The park's base is formed by Finland's southernmost, 12-peak tunturi line. The tunturit are remnants of 2-billion-year-old Alp-like mountains. Pine tree forests that are 200 years old or older grow on the hills. The highest tunturit are Noitatunturi, 540 m, and Ukko-Luosto, 514 m.

In 2015, the visitor count was 115,100 people, which was a decrease from the 2009 count of 128,000. Since then Pyhä-Luosto has grown in popularity and ranked as Finland's fifth most visited national park in 2023, with nearly 199,000 visits reported in 2024.

== Nature ==
Pyhä-Luosto National Park's landscape consists of the southernmost large fell chain in Finland. The park comprises a stretch of twelve prominent fell summits, part of a 35-kilometer-long quartzite ridge system that represents remnants of one of the oldest mountain ranges on Earth, dating back nearly two billion years. A notable natural formation in the park is Isokuru Gorge, Finland's deepest gorge, which plunges over 200 m and exposes visible wave patterns in quartzite rocks, highlighting the effects of glacial processes during the Ice Ages.
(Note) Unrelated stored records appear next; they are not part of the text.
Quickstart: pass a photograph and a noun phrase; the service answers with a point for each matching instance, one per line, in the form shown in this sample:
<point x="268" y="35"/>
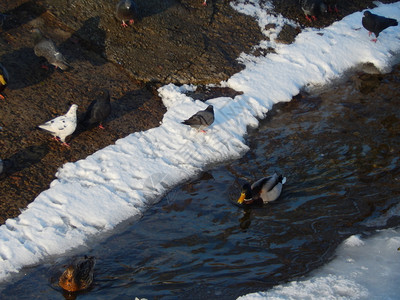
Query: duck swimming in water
<point x="262" y="191"/>
<point x="79" y="275"/>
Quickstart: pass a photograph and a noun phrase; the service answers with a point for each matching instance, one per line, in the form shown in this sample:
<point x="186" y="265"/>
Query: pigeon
<point x="79" y="274"/>
<point x="126" y="10"/>
<point x="46" y="48"/>
<point x="5" y="165"/>
<point x="3" y="80"/>
<point x="202" y="119"/>
<point x="98" y="110"/>
<point x="3" y="17"/>
<point x="62" y="126"/>
<point x="376" y="24"/>
<point x="313" y="8"/>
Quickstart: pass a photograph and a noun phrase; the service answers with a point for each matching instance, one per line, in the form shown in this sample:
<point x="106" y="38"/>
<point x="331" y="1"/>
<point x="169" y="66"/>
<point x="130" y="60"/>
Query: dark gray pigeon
<point x="3" y="18"/>
<point x="98" y="110"/>
<point x="126" y="11"/>
<point x="3" y="80"/>
<point x="376" y="24"/>
<point x="46" y="48"/>
<point x="202" y="119"/>
<point x="5" y="166"/>
<point x="313" y="8"/>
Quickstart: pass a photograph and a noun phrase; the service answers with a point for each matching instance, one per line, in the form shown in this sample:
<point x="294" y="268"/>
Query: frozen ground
<point x="93" y="195"/>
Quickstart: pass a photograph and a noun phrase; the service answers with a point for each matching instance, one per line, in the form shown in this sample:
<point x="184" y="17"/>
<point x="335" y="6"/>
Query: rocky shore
<point x="171" y="42"/>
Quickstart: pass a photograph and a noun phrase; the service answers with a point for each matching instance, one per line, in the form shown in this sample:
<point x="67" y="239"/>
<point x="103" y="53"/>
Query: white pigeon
<point x="62" y="126"/>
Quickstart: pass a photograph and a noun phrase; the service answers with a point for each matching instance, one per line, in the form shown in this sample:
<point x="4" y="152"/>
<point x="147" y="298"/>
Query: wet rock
<point x="287" y="34"/>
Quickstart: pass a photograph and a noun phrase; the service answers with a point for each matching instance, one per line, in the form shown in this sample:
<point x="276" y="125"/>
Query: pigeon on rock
<point x="62" y="126"/>
<point x="126" y="11"/>
<point x="79" y="275"/>
<point x="46" y="48"/>
<point x="202" y="119"/>
<point x="5" y="165"/>
<point x="376" y="24"/>
<point x="313" y="8"/>
<point x="98" y="110"/>
<point x="3" y="80"/>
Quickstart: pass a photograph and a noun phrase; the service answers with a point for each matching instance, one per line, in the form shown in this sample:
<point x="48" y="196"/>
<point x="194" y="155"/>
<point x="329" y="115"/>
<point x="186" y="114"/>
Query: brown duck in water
<point x="79" y="275"/>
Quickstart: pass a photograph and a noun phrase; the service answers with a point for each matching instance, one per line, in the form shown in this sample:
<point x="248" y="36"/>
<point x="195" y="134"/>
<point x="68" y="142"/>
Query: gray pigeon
<point x="313" y="8"/>
<point x="46" y="48"/>
<point x="5" y="165"/>
<point x="3" y="17"/>
<point x="62" y="126"/>
<point x="126" y="11"/>
<point x="98" y="110"/>
<point x="3" y="80"/>
<point x="202" y="119"/>
<point x="376" y="24"/>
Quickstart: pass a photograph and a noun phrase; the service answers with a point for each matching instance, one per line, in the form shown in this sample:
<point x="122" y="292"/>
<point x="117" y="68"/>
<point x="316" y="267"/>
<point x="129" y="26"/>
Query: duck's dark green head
<point x="245" y="195"/>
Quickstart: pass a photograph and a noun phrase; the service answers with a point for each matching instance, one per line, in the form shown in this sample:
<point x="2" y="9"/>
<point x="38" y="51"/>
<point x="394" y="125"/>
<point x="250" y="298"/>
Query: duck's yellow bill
<point x="241" y="199"/>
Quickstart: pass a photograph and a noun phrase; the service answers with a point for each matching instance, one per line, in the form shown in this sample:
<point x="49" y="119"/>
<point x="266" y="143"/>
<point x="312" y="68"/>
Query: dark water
<point x="338" y="148"/>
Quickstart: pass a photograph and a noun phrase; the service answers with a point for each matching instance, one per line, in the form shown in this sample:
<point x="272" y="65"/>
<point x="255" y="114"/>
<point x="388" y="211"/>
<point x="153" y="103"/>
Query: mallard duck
<point x="262" y="191"/>
<point x="78" y="275"/>
<point x="3" y="80"/>
<point x="46" y="48"/>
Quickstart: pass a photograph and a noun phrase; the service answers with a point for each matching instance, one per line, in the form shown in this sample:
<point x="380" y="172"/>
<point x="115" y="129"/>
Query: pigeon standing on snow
<point x="313" y="8"/>
<point x="3" y="80"/>
<point x="126" y="10"/>
<point x="98" y="110"/>
<point x="46" y="48"/>
<point x="376" y="24"/>
<point x="62" y="126"/>
<point x="202" y="119"/>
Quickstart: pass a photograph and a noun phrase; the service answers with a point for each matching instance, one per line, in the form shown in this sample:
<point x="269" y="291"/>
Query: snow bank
<point x="118" y="182"/>
<point x="362" y="269"/>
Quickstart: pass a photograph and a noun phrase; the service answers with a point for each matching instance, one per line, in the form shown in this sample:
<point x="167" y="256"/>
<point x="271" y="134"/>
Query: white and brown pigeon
<point x="62" y="126"/>
<point x="126" y="11"/>
<point x="313" y="8"/>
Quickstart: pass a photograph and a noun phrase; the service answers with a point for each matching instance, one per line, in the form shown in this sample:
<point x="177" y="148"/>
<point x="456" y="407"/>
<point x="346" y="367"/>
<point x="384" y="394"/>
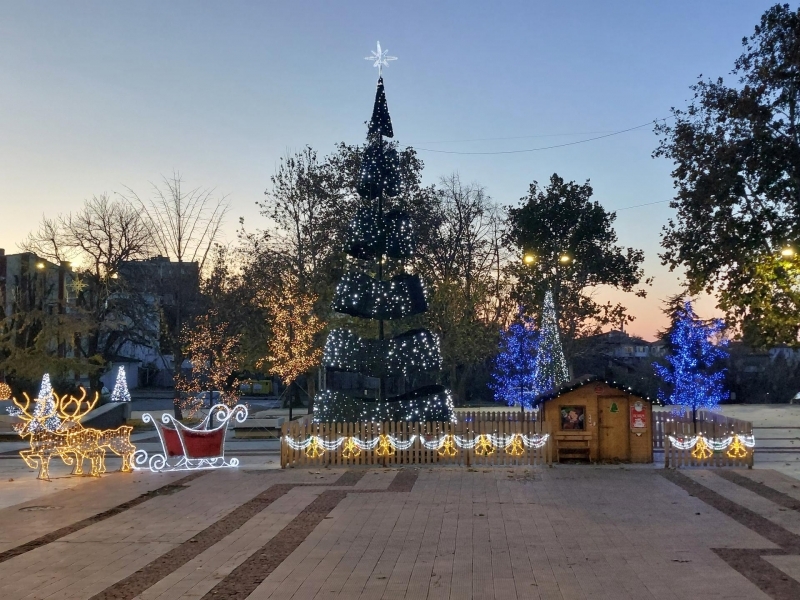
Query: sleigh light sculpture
<point x="191" y="448"/>
<point x="70" y="441"/>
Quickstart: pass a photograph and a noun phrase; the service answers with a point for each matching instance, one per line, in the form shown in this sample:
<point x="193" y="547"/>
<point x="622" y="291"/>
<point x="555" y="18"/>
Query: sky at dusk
<point x="96" y="96"/>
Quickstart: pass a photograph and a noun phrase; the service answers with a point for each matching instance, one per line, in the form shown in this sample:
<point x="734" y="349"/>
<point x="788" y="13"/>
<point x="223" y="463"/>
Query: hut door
<point x="613" y="427"/>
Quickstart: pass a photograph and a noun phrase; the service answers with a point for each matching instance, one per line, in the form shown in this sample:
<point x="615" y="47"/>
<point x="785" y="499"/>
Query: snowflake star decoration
<point x="380" y="58"/>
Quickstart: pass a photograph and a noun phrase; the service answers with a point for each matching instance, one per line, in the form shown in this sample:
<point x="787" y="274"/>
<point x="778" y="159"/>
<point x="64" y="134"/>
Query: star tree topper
<point x="380" y="58"/>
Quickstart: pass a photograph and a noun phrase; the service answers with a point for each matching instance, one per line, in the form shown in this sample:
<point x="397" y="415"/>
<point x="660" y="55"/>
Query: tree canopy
<point x="565" y="242"/>
<point x="736" y="151"/>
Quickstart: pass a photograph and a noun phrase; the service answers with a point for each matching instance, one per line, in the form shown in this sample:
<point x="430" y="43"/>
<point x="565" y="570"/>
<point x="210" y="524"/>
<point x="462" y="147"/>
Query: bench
<point x="573" y="446"/>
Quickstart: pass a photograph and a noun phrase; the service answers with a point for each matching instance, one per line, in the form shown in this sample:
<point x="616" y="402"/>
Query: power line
<point x="640" y="205"/>
<point x="600" y="137"/>
<point x="519" y="137"/>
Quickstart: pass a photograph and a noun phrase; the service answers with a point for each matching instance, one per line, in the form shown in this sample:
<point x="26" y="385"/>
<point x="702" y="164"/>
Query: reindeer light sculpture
<point x="72" y="442"/>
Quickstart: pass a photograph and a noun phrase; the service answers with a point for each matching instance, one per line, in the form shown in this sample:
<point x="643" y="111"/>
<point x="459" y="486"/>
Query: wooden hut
<point x="595" y="419"/>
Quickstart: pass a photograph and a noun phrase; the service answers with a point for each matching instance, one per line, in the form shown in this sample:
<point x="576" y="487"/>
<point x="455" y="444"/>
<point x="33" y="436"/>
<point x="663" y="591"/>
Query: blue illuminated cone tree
<point x="692" y="376"/>
<point x="514" y="378"/>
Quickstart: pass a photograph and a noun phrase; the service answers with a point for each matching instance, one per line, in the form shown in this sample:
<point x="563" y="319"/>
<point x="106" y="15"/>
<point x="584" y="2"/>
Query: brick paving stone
<point x="440" y="532"/>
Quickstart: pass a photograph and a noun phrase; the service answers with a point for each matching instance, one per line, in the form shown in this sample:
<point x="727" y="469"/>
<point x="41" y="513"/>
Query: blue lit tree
<point x="692" y="376"/>
<point x="514" y="377"/>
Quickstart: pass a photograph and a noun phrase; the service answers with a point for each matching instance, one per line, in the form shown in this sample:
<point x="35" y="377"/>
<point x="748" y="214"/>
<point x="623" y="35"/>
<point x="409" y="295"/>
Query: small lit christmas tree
<point x="45" y="405"/>
<point x="514" y="378"/>
<point x="551" y="366"/>
<point x="120" y="392"/>
<point x="692" y="378"/>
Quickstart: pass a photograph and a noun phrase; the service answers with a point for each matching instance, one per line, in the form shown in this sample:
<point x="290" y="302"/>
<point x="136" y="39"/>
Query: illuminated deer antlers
<point x="76" y="414"/>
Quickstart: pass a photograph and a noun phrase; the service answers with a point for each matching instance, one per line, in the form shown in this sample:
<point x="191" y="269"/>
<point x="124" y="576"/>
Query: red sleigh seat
<point x="187" y="448"/>
<point x="199" y="444"/>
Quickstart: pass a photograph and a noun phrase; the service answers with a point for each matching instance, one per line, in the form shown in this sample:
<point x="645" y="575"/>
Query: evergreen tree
<point x="45" y="405"/>
<point x="692" y="379"/>
<point x="378" y="287"/>
<point x="514" y="378"/>
<point x="551" y="366"/>
<point x="120" y="392"/>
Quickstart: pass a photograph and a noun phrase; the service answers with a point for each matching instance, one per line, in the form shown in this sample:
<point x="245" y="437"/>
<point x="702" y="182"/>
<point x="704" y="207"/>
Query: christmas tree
<point x="379" y="288"/>
<point x="514" y="378"/>
<point x="45" y="406"/>
<point x="692" y="377"/>
<point x="551" y="366"/>
<point x="120" y="392"/>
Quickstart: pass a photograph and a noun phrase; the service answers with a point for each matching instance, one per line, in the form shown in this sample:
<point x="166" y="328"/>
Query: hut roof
<point x="586" y="379"/>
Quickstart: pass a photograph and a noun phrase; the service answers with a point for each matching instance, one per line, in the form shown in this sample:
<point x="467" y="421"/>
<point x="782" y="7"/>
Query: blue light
<point x="692" y="380"/>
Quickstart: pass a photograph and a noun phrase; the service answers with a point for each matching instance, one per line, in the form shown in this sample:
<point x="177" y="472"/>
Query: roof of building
<point x="585" y="379"/>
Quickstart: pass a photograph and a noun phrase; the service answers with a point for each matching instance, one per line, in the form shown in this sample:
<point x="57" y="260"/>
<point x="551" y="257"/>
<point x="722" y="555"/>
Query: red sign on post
<point x="638" y="416"/>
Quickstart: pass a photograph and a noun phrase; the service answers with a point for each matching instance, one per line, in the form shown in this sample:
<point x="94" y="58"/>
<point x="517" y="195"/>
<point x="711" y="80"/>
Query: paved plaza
<point x="256" y="532"/>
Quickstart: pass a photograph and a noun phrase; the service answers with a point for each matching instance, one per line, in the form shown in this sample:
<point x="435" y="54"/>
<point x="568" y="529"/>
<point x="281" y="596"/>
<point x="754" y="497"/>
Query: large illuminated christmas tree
<point x="379" y="287"/>
<point x="551" y="366"/>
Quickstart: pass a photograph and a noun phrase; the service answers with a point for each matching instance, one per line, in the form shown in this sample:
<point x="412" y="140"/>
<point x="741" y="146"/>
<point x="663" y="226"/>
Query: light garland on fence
<point x="703" y="447"/>
<point x="484" y="444"/>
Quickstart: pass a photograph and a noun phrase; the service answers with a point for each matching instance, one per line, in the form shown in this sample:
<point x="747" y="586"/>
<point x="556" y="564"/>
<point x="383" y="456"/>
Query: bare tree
<point x="302" y="203"/>
<point x="462" y="255"/>
<point x="97" y="240"/>
<point x="183" y="225"/>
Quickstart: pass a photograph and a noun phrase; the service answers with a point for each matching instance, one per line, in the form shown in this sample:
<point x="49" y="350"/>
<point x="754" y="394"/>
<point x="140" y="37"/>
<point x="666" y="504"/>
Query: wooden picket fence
<point x="470" y="425"/>
<point x="712" y="426"/>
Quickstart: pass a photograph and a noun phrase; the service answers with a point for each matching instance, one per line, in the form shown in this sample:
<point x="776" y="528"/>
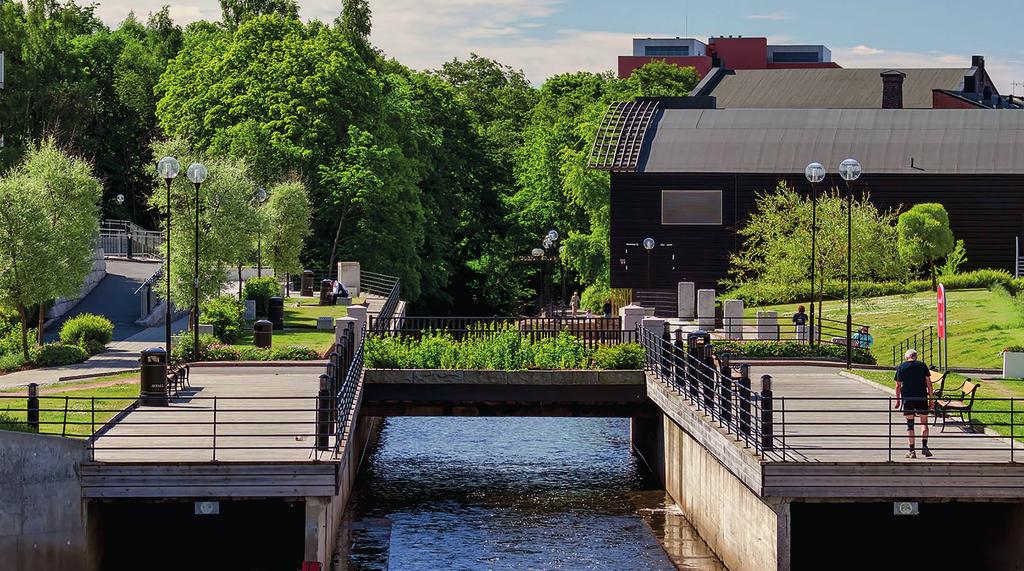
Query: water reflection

The park hosts a rich boreal ecosystem. The lower slopes and valleys are blanketed by old-growth pine and spruce forests, with some trees exceeding 400 years in age, among the oldest in Finland. These natural state forests host rare and endangered species of polypore fungi that rely on dead wood for their survival, as well as traditional boreal flora such as lingonberry, cloudberry, and crowberry. The forests also provide a critical habitat for woodpeckers, Siberian jays (the park's emblematic bird) and numerous other species.